A agenda contou com a presença do procurador da República Luidgi Merlo, do coordenador da OPIRJ Francisco Piyko, do coordenador da CR Juruá FUNAI Eldo Shanenawa, da representante da FUNAI em Brasília Mariana Mourão e do representante da Comissão Pró-Indígenas do Acre, Gleyson Teixeira.
A abertura do ramal, feita sem as devidas autorizações ambientais e sem consulta prévia às comunidades indígenas, tem gerado uma série de problemas. Entre os principais impactos estão o desmatamento irregular, a invasão de territórios tradicionais e o aumento da vulnerabilidade dos povos indígenas a atividades ilegais, como exploração de madeira e caça predatória.
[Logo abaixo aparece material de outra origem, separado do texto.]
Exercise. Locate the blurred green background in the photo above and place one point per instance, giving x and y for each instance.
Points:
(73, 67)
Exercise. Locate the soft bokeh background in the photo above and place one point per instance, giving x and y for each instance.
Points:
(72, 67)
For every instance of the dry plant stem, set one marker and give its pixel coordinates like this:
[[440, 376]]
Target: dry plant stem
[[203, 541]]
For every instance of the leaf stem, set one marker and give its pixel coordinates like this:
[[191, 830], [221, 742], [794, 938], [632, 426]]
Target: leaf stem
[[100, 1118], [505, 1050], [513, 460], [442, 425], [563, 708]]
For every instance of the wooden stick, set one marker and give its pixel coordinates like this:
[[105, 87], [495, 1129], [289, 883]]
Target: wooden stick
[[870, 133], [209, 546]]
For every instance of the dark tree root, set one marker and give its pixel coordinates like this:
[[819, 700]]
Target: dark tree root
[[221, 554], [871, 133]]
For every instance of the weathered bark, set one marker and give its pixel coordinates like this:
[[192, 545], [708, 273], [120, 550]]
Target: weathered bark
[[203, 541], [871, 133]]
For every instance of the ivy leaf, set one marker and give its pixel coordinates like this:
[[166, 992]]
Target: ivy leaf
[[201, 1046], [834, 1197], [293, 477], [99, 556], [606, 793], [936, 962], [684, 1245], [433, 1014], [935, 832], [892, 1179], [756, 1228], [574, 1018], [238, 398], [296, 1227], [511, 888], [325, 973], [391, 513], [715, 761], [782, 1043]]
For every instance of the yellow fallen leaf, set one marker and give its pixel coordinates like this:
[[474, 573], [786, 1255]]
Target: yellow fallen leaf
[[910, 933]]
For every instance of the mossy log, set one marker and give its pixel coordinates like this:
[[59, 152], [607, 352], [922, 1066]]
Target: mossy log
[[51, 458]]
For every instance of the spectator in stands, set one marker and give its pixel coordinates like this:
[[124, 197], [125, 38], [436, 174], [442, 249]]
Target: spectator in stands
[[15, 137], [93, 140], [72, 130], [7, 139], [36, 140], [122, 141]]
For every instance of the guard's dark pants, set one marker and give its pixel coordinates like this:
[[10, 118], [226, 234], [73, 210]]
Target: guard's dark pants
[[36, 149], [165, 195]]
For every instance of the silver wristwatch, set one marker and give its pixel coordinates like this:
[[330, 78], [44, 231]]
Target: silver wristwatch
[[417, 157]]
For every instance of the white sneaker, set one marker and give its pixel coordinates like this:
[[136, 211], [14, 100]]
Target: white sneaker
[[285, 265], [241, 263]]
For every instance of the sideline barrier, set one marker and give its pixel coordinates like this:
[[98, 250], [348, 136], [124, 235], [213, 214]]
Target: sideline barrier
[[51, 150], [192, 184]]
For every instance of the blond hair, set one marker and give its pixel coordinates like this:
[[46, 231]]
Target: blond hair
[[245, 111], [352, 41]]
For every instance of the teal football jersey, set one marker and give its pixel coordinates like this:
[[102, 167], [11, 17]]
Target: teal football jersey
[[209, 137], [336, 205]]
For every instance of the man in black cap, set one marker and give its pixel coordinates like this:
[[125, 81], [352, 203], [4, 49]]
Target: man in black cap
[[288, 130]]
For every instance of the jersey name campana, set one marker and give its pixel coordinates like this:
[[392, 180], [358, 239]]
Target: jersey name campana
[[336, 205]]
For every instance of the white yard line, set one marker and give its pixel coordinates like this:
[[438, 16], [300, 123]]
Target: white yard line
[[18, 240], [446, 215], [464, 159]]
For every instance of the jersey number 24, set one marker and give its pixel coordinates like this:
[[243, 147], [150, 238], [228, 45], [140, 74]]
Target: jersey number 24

O MPF já havia emitido recomendações alertando para os riscos da obra e a necessidade de estudos ambientais e consultas formais às comunidades afetadas, conforme prevê a Convenção 169 da Organização Internacional do Trabalho (OIT), da qual o Brasil é signatário. No entanto, a construção seguiu avançando, intensificando os danos à floresta e às populações locais.
Lideranças indígenas reforçam que a abertura de estradas sem planejamento adequado pode desestruturar o modo de vida tradicional dos povos originários, facilitando o avanço do agronegócio e de outras atividades econômicas que pressionam os territórios indígenas. Além disso, a chegada de não indígenas à região pode aumentar conflitos e dificultar a manutenção das práticas culturais das comunidades.
Diante das preocupações levantadas, o MPF deve avaliar medidas para conter o avanço da obra e responsabilizar os envolvidos na construção irregular. A FUNAI também está acompanhando o caso e pode solicitar providências para garantir a proteção dos territórios indígenas.
As organizações indígenas reforçam que seguirão monitorando a situação e exigindo que os direitos dos povos Jaminawa e Jaminawa Arara sejam respeitados.